First, a disclaimer: Many of the best prospects playing today are on Duke, Wisconsin, and Louisville, but we already covered them on Day 2. Here's a guide to some other players to watch today.
1. Michigan State vs. Virginia 9:10 a.m. PT, CBS
Ignoring the potential draft implications, this could be the game of the day. Tom Izzo's Spartans beat Virginia in a nail-biter in last year's sweet 16, and this year's Cavaliers are primed for revenge. Justin Anderson, newly recovered from a hand injury and then appendicitis, is the best NBA talent on the court. The 6-foot-6 guard was second on the team in scoring during the regular season, and first in three-point percentage.

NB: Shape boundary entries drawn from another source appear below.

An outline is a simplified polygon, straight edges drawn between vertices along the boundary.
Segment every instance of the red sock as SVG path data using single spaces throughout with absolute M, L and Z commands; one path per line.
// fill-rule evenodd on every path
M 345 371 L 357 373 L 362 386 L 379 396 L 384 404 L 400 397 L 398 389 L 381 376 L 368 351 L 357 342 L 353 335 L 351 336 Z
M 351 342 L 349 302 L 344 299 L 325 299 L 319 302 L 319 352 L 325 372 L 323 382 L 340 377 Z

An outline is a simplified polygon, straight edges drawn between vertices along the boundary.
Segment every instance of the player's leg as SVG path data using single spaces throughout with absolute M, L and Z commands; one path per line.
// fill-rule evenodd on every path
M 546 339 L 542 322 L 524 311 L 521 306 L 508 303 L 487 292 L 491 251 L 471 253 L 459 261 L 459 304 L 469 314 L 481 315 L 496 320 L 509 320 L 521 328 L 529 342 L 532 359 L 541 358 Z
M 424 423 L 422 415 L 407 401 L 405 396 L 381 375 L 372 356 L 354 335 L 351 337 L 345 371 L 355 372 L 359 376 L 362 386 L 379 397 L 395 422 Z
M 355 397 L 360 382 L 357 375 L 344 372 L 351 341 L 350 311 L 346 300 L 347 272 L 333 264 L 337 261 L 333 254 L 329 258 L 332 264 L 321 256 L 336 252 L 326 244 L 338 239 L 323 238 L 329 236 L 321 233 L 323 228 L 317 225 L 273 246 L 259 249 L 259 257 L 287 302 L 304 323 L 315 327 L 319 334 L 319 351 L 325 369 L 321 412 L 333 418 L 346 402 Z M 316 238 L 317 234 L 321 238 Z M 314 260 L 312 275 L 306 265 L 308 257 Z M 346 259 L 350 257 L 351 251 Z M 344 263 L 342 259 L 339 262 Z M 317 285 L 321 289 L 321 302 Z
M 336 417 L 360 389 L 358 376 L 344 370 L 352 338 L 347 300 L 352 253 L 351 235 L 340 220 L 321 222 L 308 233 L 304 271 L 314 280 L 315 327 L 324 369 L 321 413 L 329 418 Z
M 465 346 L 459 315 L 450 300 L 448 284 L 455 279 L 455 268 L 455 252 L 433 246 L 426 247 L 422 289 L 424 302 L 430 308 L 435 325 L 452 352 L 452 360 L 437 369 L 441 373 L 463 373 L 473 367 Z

If he's all the way back from his latest surgery, Anderson could find himself in the first round of the draft. Keep an eye out for Michigan State's Branden Dawson as well. He's all unfulfilled potential, but like Izzo, brings out his best during March.
2. Wichita State vs. Kansas 2:15 p.m. PT, CBS
The Battle for Kansas features a number of interesting players. Kansas's Kelly Oubre came in a tie for seventh on our Big Board, because who doesn't love an athletic wing. And though he won't be available for this game, Cliff Alexander hasn't lost the attention of scouts. One the other side, Wichita State's Ron Baker and Fred VanVleet are a pair of point guards who have the shooting and the passing, but maybe not athleticism, to play the position at the next level.
3. West Virginia vs. Maryland 5:40 p.m. PT, TNT
Yet another game that could be the best of the bunch. Maryland-West Virginia isn't exactly teeming with NBA talent, but Jake Layman, Dez Wells, and Melo Trimble of the Terps all could make their case. Layman has the best combination of size and athleticism, but hasn't produced nearly as consistently as the Maryland backcourt of Wells and Trimble. Nevertheless, the two guards - especially Wells - will have the ball in their hands more often, giving them the ability to dominate this tournament like many guards have in recent memory.